Westphalie = souveraineté ; Nations = paix par droit ; ONU = paix par charte et sécurité collective.

4. Conséquences de Westphalie et équilibre des puissances

Notions clés & Définitions

  • Doctrine Jdanov : Doctrine soviétique qui présente l’URSS comme chef des forces anti-impérialistes et structure le regard sur la rivalité Est-Ouest.
  • Équilibre de la terreur : Mécanisme de dissuasion nucléaire qui empêche l’affrontement direct entre deux blocs en rendant l’usage de l’arme trop destructeur pour les deux.
  • Dissuasion nucléaire : Principe selon lequel chaque camp conserve une capacité de représailles suffisante pour dissuader l’autre d’utiliser l’arme nucléaire.
  • Blocs géopolitiques : Ensemble d’États regroupés autour de deux puissances dominantes, avec des alliances plus ou moins solides et des effets au-delà de l’Europe.
  • Pacte de Varsovie : Alliance militaire initiée par l’URSS regroupant des pays d’Europe de l’Est sous son égide, visant à encadrer l’influence de l’OTAN.

Points essentiels

  • La division du monde en deux blocs est maintenue grâce à la dissuasion nucléaire, appelée équilibre de la terreur.
  • L’équilibre de la terreur repose sur l’idée que l’emploi du nucléaire annulerait la puissance des deux camps, donc aucun ne peut l’utiliser sans se détruire aussi.
  • Chaque bloc doit disposer d’une puissance nucléaire suffisante pour détruire l’État adverse et garantir des représailles.
  • Les blocs s’appuient sur des alliances qui concernent aussi le tiers monde, où la rivalité se traduit par des conflits militaires périphériques.
  • La guerre froide n’est pas linéaire : elle comporte plusieurs phases avec des intensités et des formes de rivalité différentes.
  • Phase 1 (1947-1955) : constitution des blocs autour des États-Unis et de l’URSS, avec blocus de Berlin et guerre de Corée comme conflits indirects illustrant l’affrontement par alliés.

Astuce mémo

Dissuasion = « représailles assurées » : si l’un frappe, l’autre répond, donc personne ne gagne.
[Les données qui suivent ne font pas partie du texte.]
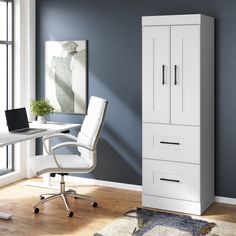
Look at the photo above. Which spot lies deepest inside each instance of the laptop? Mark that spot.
(17, 122)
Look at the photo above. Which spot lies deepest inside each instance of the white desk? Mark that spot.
(7, 138)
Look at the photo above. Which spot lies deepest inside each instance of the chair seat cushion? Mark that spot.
(69, 164)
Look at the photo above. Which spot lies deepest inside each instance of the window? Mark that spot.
(6, 76)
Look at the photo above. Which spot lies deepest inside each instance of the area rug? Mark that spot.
(146, 222)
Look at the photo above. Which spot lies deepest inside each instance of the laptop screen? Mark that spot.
(16, 119)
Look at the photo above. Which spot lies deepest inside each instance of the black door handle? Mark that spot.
(170, 180)
(173, 143)
(163, 74)
(175, 74)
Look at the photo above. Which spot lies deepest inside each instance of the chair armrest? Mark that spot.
(66, 144)
(69, 136)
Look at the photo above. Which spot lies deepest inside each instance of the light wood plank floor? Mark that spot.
(52, 219)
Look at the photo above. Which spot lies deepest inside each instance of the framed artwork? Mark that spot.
(66, 75)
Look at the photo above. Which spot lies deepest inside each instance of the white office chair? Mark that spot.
(84, 162)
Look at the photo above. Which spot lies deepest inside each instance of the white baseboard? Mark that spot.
(81, 180)
(225, 200)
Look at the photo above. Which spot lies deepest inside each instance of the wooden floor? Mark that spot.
(52, 219)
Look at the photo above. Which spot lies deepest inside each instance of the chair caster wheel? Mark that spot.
(70, 214)
(36, 210)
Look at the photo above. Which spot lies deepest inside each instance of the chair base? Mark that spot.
(64, 195)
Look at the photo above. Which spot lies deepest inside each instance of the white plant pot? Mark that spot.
(42, 119)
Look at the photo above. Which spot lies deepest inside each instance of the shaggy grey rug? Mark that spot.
(155, 223)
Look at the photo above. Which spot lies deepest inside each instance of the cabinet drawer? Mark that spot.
(171, 180)
(171, 142)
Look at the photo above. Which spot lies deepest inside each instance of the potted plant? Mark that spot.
(41, 108)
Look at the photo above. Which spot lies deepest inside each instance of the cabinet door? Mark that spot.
(185, 75)
(156, 74)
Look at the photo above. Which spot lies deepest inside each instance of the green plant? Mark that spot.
(41, 107)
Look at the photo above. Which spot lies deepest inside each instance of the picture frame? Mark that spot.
(66, 75)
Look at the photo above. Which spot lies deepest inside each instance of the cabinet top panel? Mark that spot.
(175, 19)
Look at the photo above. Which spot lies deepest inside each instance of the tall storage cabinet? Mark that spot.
(178, 112)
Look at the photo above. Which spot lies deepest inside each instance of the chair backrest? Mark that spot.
(93, 122)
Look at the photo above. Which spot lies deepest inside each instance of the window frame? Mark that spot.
(9, 81)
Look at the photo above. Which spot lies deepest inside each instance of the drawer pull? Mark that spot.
(173, 143)
(170, 180)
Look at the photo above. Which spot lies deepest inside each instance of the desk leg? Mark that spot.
(47, 183)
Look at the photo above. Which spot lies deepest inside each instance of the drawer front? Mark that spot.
(171, 180)
(171, 142)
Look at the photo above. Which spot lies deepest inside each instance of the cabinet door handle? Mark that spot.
(163, 74)
(173, 143)
(170, 180)
(175, 74)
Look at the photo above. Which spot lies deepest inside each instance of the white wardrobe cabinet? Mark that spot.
(171, 61)
(178, 112)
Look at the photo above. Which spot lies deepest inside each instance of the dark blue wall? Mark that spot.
(113, 31)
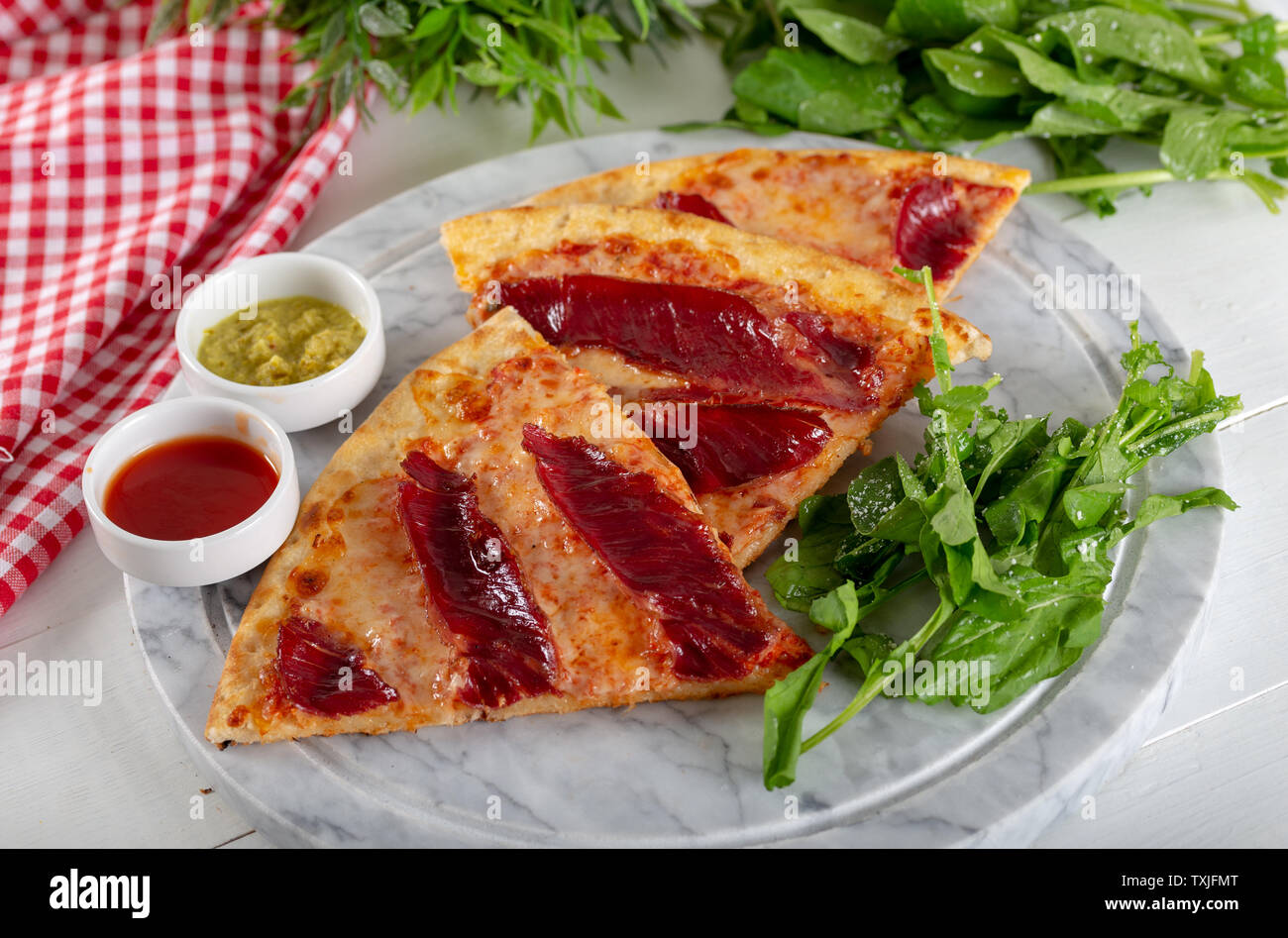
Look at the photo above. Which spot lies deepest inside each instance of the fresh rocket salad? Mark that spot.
(1010, 522)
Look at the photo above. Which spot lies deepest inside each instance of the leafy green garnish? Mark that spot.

5. Système westphalien et coexistence des États

Notions clés & Définitions

  • Espace aérien : Espace atmosphérique au-dessus des territoires et des zones maritimes d’un État, soumis à des règles d’accès que l’État peut autoriser, interdire ou réglementer.
  • Convention de Chicago : Traité adopté après la Seconde Guerre mondiale qui a encadré l’usage de l’espace aérien et a conduit les États à réglementer davantage l’accès.
  • Ordre souverain de Malte : Entité reconnue internationalement malgré l’absence de territoire souverain, et bénéficiant d’une reconnaissance par plus de 100 États.
  • Population (nationalité) : Acception de la population en droit international désignant les personnes liées à l’État par le lien de nationalité.
  • Souveraineté territoriale : Forme de souveraineté qui rattache l’autorité de l’État à l’espace sur lequel il exerce son pouvoir.

Points essentiels

  • L’espace aérien se distingue des territoires et mers de l’État par des enjeux spécifiques, et l’État y garde un pouvoir de réglementation de l’accès.
  • Avant la fin de la Seconde Guerre mondiale, la réglementation de l’espace aérien était longtemps limitée, puis la Convention de Chicago a structuré l’encadrement.
  • L’Ordre souverain de Malte est présenté comme un cas de reconnaissance internationale sans territoire souverain.
  • La population au sens de la nationalité est l’acception retenue ici pour caractériser l’État, alors qu’un territoire habité sans lien de nationalité ne suffit pas.
  • Aucun seuil chiffré n’est fixé pour qu’une collectivité humaine devienne une population au sens pertinent pour l’État.
  • La population n’a pas besoin d’être fixée en un lieu unique, mais elle doit être identifiable et rattachable juridiquement et effectivement à l’État, avec une stabilité suffisante pour exercer l’autorité.

Astuce mémo

Espace aérien = Accès contrôlé par l’État (Chicago après 2e GM).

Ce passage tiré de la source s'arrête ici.